We carried out an exploratory quasi-experimental before and after interview study. Participants were first asked to read their notes without the functionality and then again with the functionality activated.


Participants were invited through the patient panel of the hospital, which included 80 patients willing to be contacted for research on diverse topics related to the quality of care. We included a convenience sample of the first fifteen positive respondents for a 1.5-h interview. The participants received reimbursement for their travel expenses and a gift voucher of 20 euro for their participation.

Study flow

The interviews were carried out in October and November 2019. The test environment and acceptance environment of the patient portal were used for the study, the first without the functionality, the second with the functionality. During the interviews the participants were asked to read free-text notes from their own EHR aloud. We included medical correspondence between clinicians, discharge summaries, and treatment reports less than 1 year old and routinely available in the patient portal. We excluded notes that were addressed to the participant. Test results were excluded as well, because we did not want to potentially confront the participants with unfamiliar test results. We asked the participants to mark the terms not understood or for which they wished to see an explanation during reading, which we denote as “difficult terms” hereafter. Then, the participants rated the ease of these terms. Next, the functionality was activated and we asked the participants to read the letter again. For each clarification, participants were asked about their thoughts on the clarification and how it could be improved, and to rate the ease and usefulness of the clarification. The terms not marked as difficult, that did get a clarification we denominate as “easy terms” throughout the text. Furthermore, we asked the participants to provide feedback on the functionality, and to rate the ease and usefulness of the functionality. Finally, we removed directly identifying data, such as years and names of the patient or clinicians, and stored the letters including the participants’ terms selection and ratings for further analyses.

Outcome measures

We collected the following background data from the participants: gender, age, education level, treatment duration in the UMC, whether they had work experience in healthcare, and their health literacy using the validated Dutch version of the Set of Brief Screening Questions (SBSQ) [16]. The primary outcome measure was the number of terms that the participants deemed difficult and that were provided with a clarification by the functionality. The secondary outcome measures were the usefulness of clarifications of the difficult terms compared to the easy terms, the ease and usefulness of the clarification functionality, and the feedback the users provided on the clarifications and functionality. Measurements were carried out on a 100 mm visual analogue scale (VAS, from 0 to 100) and collected with background data on paper case report forms.

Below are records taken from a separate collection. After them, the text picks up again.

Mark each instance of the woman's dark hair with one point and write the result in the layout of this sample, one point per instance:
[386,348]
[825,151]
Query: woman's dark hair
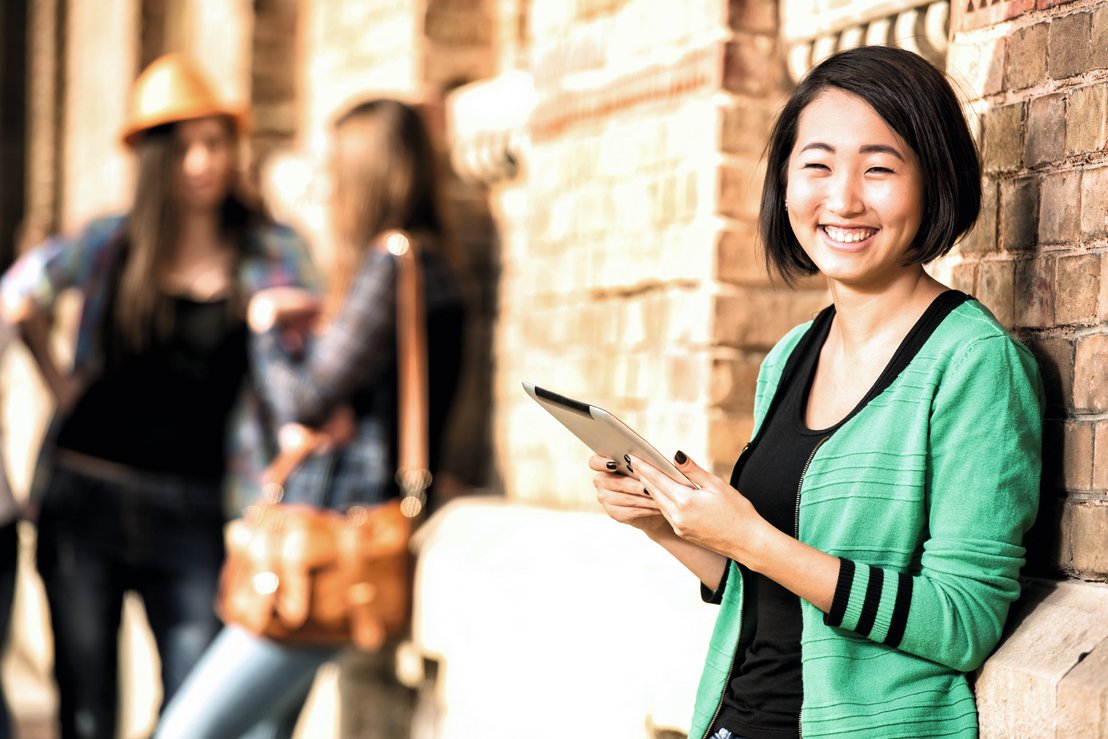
[152,227]
[916,102]
[385,176]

Methods for data acquisition and measurement

The pseudonymized notes were stored. Interviews were audio-recorded, transcribed, and pseudonymized. After the interviews the quantitative data were entered into the electronic data-capture system Castor EDC v2019.3.10 (Ciwit B.V., Amsterdam, The Netherlands).

Methods for data analysis

We reported the numbers and percentages of the participant characteristics. We calculated the precision and recall of the functionality for each participant. Precision in this study context was defined as the number of difficult terms clarified by the functionality divided by the number of clarifications provided. Recall was defined as the number of difficult terms clarified divided by the number of difficult terms. For each participant we calculated the median number of difficult terms, clarifications provided by the functionality, difficult terms clarified, and the VAS score of the ease and usefulness of the terms, of the clarifications, and of the functionality. We calculated the median and interquartile range (IQR) of the medians per participant. Statistical analysis was carried out in R version 3.6.1 (R Foundation for Statistical Computing, Vienna, Austria) with RStudio 1.2.1335 (RStudio Inc., Boston, MA, USA). The script can be found in Additional file 1.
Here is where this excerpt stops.